In the week4 video, there is an explanation on intuition on how different layers might classify different parts of the image. Is there a difference in activation functions performance for different stages of face recognition? e.g ReLU will better perform for separating the face from the whole image, but tanh will be better for finding the shape of the face.
Generally, my questions are:
Does it make sense to use different activation functions for the hidden layers within one model?
If we use the complex function for the activation layer, might it act like some simpler function?
e.g if we use leaky ReLu for logistic regression, after optimization will we get weights so that there will be no difference between leaky ReLU and ReLU
If I have a problem, which can be perfectly solved using logistic regression, does it mean, that solving it using deep learning will give the same result in accuracy but would require more computation power?
Interesting questions. I don’t have complete answers for all of them, but here are some thoughts for further discussion:
There are lots of choices for activation function in the hidden layers. Here’s another recent thread about that. But it is an interesting question of whether it would ever make sense to use different activation functions at different hidden layers of the network, e.g. ReLU at the earlier layers and then more expensive functions like tanh later. In all the examples I have seen in the DLS courses, Prof Ng is always consistent in the use of hidden layer activations in any given network. So I don’t have any experience with that idea. But this is an experimental science! You could try some experiments with this idea and see if you learn anything interesting. Please let us know if you try that and what you see!

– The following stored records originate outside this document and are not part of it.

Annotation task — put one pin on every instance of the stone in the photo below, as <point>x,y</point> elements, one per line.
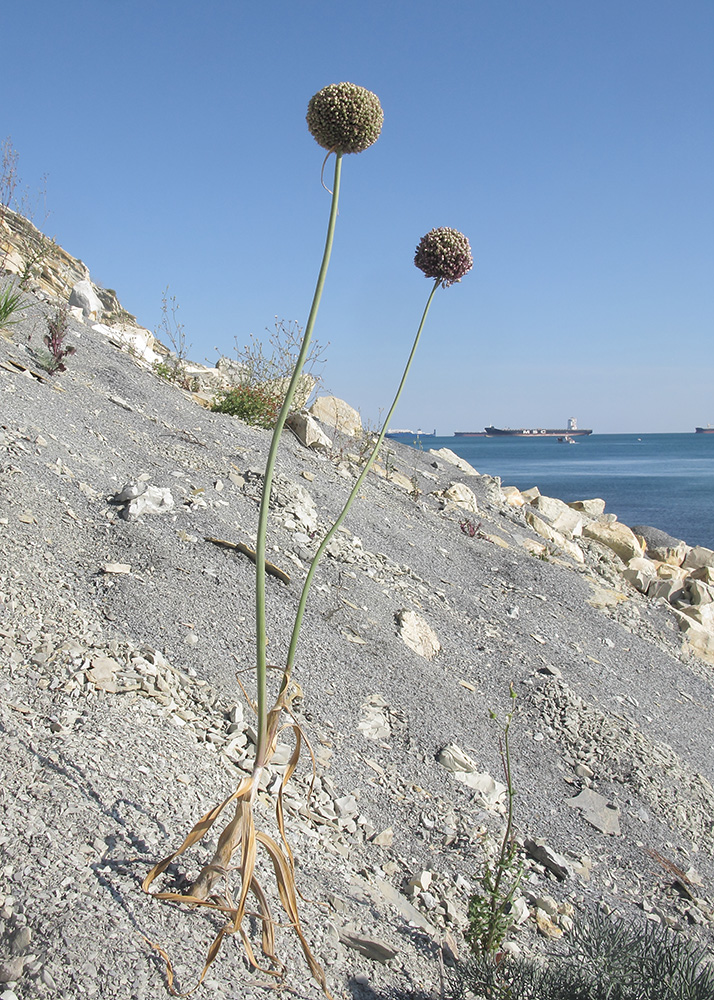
<point>600,813</point>
<point>513,496</point>
<point>154,500</point>
<point>555,537</point>
<point>704,573</point>
<point>447,455</point>
<point>530,495</point>
<point>378,951</point>
<point>640,573</point>
<point>462,496</point>
<point>617,537</point>
<point>417,634</point>
<point>559,515</point>
<point>489,792</point>
<point>592,508</point>
<point>661,546</point>
<point>11,970</point>
<point>701,613</point>
<point>699,592</point>
<point>699,557</point>
<point>307,430</point>
<point>669,590</point>
<point>85,298</point>
<point>101,673</point>
<point>336,413</point>
<point>550,859</point>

I’m not sure what you mean here. I guess there is no reason to believe that you could not come up with a scenario where two different functions give pretty similar results. Here again, I don’t know any specific examples from experience. If you try any experiments, let us know.
Prof Ng presents Logistic Regression first as a “trivial” Neural Network. The output layer of a binary classifier is identical to LR. But the point is that LR is only capable of linear decision boundaries: the solution is a hyperplane in the input space that does the best job of separating the “yes” and “no” answers. So you would expect in principle that a NN can do a better job, because it is capable of non-linear decision boundaries. But with an NN, the cost function is no longer convex, so you have the issue that you may find different local minima. So in principle the NN should do at least as well as LR once you get your hyperparameters nailed.
Hi @Nick2, to your first question, yes, we can use different activation functions for different neurons in the same layer. Different activation functions allow for various non-linearities that might work better in understanding or solving a specific function. Otherwise, all hidden layers, in general, use the same activation functions. In this course, Prof Ng has tried to use ReLU activation function, as it is the most common function used for hidden layers. It’s easier to implement and best at overcoming limitations of other activation functions.
The activation function used in the hidden layer is mainly chosen based on the kind of NN architecture. The modern NN with common architecture such as MLP (Multilayer Perceptron) and CNN will generally use ReLU, whereas, RNN will make use of Tanh or sigmoid activations.
The output layer typically uses a different activation function from the hidden layers. It depends on the kind of predictions required by the model. In general principle, either sigmoid or softmax activation functions are used.
@Rashmi, for starters that is not the question Nick2 asked. The question was “do you need to use the same activation function in all the hidden layers or can you use different functions in different layers?” It is not whether you can use different functions within the same layer. And I have never heard of anyone doing the latter. Do you have a reference to any paper in which they discuss that?
After going through your fantastic explanations, I tried to understand this problem more comprehensively through web search. There, they discussed about the importance of using different activations in same or different layers to get the required output. Although, there is no such paper that describes this case specifically. I just wanted to share what I read there and how was it impacting the occurences.
Nick’s first quest prompted me to find the subsequent underlying questions on how using different activations in the same or different layer can change the whole scenario of the neural network architecture.
I couldn’t justify the reasons more comprehensively, yet I brought few facts into focus that could accelerate the NN architecure to bring out desired results.